Mirabelle rolls her eyes, the light of the dial catching the golden flecks in her irises. “Start with one. The one you just asked.”
Marlow exhales with the force of a slow leak. “Are we going to be okay?”
Mirabelle gives the knob a spin but before it makes it a full rotation, it falls into her palm, the socket split, cracking like thin ice. Fittingly, the dial has landed on a station of white noise, and for a few seconds, as they stare at the piece in horror, neither Mirabelle or Marlow add to it.
“Well if that’s not a sign, I don’t know what is,” Mirabelle says, agog.
“What’s the sign? That you’re the Hulk?” Marlow says, and although it’s just a radio, she feels the burn of salt water in her eyes. “How did you just snap that?
“No, I don’t—”
“Or is the sign that we’re heading for a breakdown? Maybe that we have the worst luck? Probably both?” Worst may have been pushing it, but when Marlow’s blood feels like it has been more adrenaline than platelet lately, her emotions are heightened, including her propensity for drama.
“Okay, calm down. Number one, I’m sorry, but I barely put any pressure on it, so no, I’m not the Hulk. It’s just old. Number two, it can be fixed. It’s not that bad of a break. I’ll get some superglue and it will be fine. Number three, maybe the sign is that we have to stop relying on someone else for the answer and come up with it ourselves.” Mirabelle kicks Marlow with the tips of her llama-socked toes. “I know you’re amped up about all of this, but Mykah and I, we trust you. Listen to your gut. What do you want to do? What do you think is best?”
Flopping back on the floor, Marlow covers her face with her hands, and tries to take a breath and focus, something that has been eluding her as of late, and by late, she means for years.

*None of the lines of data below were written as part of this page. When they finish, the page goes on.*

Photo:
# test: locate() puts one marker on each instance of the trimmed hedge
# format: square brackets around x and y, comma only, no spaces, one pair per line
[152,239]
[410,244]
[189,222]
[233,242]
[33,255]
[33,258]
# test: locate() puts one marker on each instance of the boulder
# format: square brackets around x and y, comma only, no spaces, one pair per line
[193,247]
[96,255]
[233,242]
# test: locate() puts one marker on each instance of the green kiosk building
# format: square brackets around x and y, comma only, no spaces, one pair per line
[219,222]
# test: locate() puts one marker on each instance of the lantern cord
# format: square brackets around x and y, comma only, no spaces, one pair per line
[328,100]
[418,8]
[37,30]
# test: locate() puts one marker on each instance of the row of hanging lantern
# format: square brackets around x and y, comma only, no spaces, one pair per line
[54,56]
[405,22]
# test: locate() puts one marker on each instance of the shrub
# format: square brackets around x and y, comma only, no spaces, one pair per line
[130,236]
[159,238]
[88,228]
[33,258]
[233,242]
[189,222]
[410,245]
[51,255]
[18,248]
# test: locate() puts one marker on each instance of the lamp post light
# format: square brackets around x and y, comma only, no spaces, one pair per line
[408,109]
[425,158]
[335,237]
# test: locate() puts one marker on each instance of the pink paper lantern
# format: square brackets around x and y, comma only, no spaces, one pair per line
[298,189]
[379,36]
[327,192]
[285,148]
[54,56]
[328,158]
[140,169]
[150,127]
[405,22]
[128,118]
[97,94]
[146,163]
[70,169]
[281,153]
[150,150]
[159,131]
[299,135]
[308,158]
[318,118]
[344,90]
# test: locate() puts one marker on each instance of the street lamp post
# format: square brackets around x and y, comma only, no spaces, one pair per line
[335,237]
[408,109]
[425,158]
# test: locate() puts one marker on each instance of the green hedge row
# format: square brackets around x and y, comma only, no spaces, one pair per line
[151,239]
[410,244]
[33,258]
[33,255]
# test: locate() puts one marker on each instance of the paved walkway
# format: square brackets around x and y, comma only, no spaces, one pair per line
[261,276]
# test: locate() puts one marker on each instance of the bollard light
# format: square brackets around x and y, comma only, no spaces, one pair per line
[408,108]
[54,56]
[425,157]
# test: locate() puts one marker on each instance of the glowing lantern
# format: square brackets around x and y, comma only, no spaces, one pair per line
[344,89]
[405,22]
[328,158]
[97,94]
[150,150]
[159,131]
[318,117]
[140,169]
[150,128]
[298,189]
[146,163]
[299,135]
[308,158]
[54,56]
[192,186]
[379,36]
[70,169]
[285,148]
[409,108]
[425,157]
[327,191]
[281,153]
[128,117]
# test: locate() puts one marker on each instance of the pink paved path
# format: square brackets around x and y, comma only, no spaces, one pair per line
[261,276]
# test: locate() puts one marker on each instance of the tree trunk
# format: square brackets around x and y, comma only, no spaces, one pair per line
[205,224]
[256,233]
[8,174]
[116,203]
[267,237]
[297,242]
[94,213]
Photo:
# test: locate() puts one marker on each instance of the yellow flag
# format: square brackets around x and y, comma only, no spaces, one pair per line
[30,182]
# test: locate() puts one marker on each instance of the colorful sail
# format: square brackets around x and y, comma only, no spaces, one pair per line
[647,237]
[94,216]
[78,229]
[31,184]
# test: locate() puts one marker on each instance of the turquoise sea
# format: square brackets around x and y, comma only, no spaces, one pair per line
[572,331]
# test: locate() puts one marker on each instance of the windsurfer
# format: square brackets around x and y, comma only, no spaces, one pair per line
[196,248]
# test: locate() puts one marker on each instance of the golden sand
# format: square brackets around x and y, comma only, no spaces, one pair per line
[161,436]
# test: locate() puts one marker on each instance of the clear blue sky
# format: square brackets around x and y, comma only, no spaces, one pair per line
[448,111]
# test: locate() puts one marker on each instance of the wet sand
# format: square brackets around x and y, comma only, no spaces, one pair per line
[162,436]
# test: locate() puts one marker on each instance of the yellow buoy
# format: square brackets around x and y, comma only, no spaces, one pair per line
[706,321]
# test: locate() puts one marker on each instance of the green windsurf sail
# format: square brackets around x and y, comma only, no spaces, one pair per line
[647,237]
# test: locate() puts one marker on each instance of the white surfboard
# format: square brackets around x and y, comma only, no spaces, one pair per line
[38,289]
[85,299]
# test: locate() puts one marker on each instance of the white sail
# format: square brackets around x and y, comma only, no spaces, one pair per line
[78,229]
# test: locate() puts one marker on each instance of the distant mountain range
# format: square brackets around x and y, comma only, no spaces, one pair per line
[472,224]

The answer presents itself relatively quickly, but then again to say it’s presenting itself would imply that it hasn’t been there the whole time and she hasn’t been actively ignoring it. Really, if she hadn’t been so focused on the fear, she would’ve seen it as the sole decision. If her dream has been to make a better life for her, Mirabelle, and Mykah, this was the way forward.
“Minneapolis, here we come,” she says, and it is only then she realizes that maybe the Lizzo song was a sign all along.